Producer: Graham Cullen
Writer:
Hannah Yasharoff
Shooter: Connor Hoyt

Debby Alves closes the door of her cab and makes her way to the George Washington hospital — starting and stopping, starting and stopping.

This is one of several doctor’s appointments of the day for Alves, who was diagnosed with acute myopathy five years ago.

Alves, 61, can no longer walk under her own power thanks to the myopathy, using a walker to get around. She can’t stand for more than about seconds. At first, she only used the walker as necessary, but her neurologist begged her to use it on a regular basis.

“Just until I can go a year without a fall,” Alves explains.

Alves has had asthma her whole life. To treat the condition, doctors gave her a variety of steroids. The steroids keep her asthma under control, but at a cost. She has little control of her body’s muscular and nervous systems, causing weakness in her body she previously thought unfathomable. At times, she is in so much pain she can’t lift a spoon to her mouth to eat soup.

Oral steroids ingested in short-term, high doses cause acute myopathy, according to the National Center for Biotechnology Information.

Alves now takes roughly 35 medications on a given day to treat the asthma and the myopathy, and double that when she has difficulty breathing.

Despite several weekly appointments — sometimes, as many as three in a day — and the myriad pills she ingests daily, Alves pays just $100 monthly in health insurance.

“If it weren’t for Obamacare, I wouldn’t be alive,” she says.

Alves pays $100 monthly for her medication, but if the American Health Care Act were passed, she estimates that bill would spike to $50,000.

Alves concedes the Affordable Care Act isn’t perfect, but says any steps made to repeal and replace it should be done with the American people’s health as representatives’ first priority.

“Let’s build a few less B-52s, a few less special tanks that can walk on water,” Alves says. “Let’s cut back on some of the defense, industrial equipment and put that money into taking care of the people of our country because that’s where the real wealth of the country lies.”

Alves has spent a great deal of time advocating for the Affordable Care Act, spending “all of [her] time and physical resources [she] can trying to make sure people of Congress and average Americans know what cost it will have if they end up repealing the Affordable Care Act.”

If the Affordable Care Act were repealed, Alves knows she would face a grave future.

“If they do that, I know about how long, I’m probably going to have,” she says. “I’ll have no medical coverage, no access to doctors, hospitals or any of my medications.”

“I’ve thought about it, and I would probably commit suicide at a certain point,” she adds as her voice dims to a hush.

Regardless of what happens, Alves wants to make the most of the time she does have.

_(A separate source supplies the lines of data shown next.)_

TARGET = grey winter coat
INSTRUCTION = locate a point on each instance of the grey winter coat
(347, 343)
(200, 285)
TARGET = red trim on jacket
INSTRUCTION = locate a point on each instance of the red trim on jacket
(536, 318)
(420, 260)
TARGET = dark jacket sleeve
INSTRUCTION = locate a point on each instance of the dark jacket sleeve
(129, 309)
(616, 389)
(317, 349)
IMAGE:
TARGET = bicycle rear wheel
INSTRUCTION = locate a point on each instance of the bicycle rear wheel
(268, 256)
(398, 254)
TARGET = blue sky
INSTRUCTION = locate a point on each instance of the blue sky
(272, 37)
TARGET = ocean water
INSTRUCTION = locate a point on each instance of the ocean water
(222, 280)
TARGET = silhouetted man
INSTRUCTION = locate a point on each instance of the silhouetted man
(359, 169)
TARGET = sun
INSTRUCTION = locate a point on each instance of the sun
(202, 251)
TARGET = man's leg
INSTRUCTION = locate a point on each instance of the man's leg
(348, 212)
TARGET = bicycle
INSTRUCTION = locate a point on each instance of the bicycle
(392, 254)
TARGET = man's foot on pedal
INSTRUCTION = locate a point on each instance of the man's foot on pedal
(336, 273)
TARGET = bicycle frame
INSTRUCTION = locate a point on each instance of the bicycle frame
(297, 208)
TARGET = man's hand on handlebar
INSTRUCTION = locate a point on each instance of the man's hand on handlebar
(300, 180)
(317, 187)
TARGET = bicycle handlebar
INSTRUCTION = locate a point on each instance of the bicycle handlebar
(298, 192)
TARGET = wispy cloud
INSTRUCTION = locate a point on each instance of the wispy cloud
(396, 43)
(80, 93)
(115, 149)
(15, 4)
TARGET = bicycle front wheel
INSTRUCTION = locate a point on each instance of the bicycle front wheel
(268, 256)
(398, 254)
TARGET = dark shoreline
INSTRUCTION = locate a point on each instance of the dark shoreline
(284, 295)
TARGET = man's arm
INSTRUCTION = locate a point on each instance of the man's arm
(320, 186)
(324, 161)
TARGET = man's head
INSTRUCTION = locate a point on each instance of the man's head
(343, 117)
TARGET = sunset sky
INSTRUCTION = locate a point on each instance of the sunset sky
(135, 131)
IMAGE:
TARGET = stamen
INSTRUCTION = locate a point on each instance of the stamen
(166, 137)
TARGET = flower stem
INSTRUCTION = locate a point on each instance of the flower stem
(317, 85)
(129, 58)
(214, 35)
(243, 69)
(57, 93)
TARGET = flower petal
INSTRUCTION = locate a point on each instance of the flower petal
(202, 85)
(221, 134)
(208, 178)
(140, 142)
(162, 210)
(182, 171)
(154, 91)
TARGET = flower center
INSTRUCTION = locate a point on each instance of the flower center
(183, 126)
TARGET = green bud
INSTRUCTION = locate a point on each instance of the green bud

When she was healthier, she used to be a journalist and later, an economist.

She wants to write and edit if she recovers consistent enough strength in her hands, but admits she isn’t sure if that will happen. In the meantime, she’s been trying to learn a dictation software.

“How I’ll work on editing, I haven’t figured that out yet, but [the software] still won’t replace it,” Alves says. “I’ll never be able to make enough money again to pay for the insurance required to cover my kind of health. I am definitely in the catastrophic field.”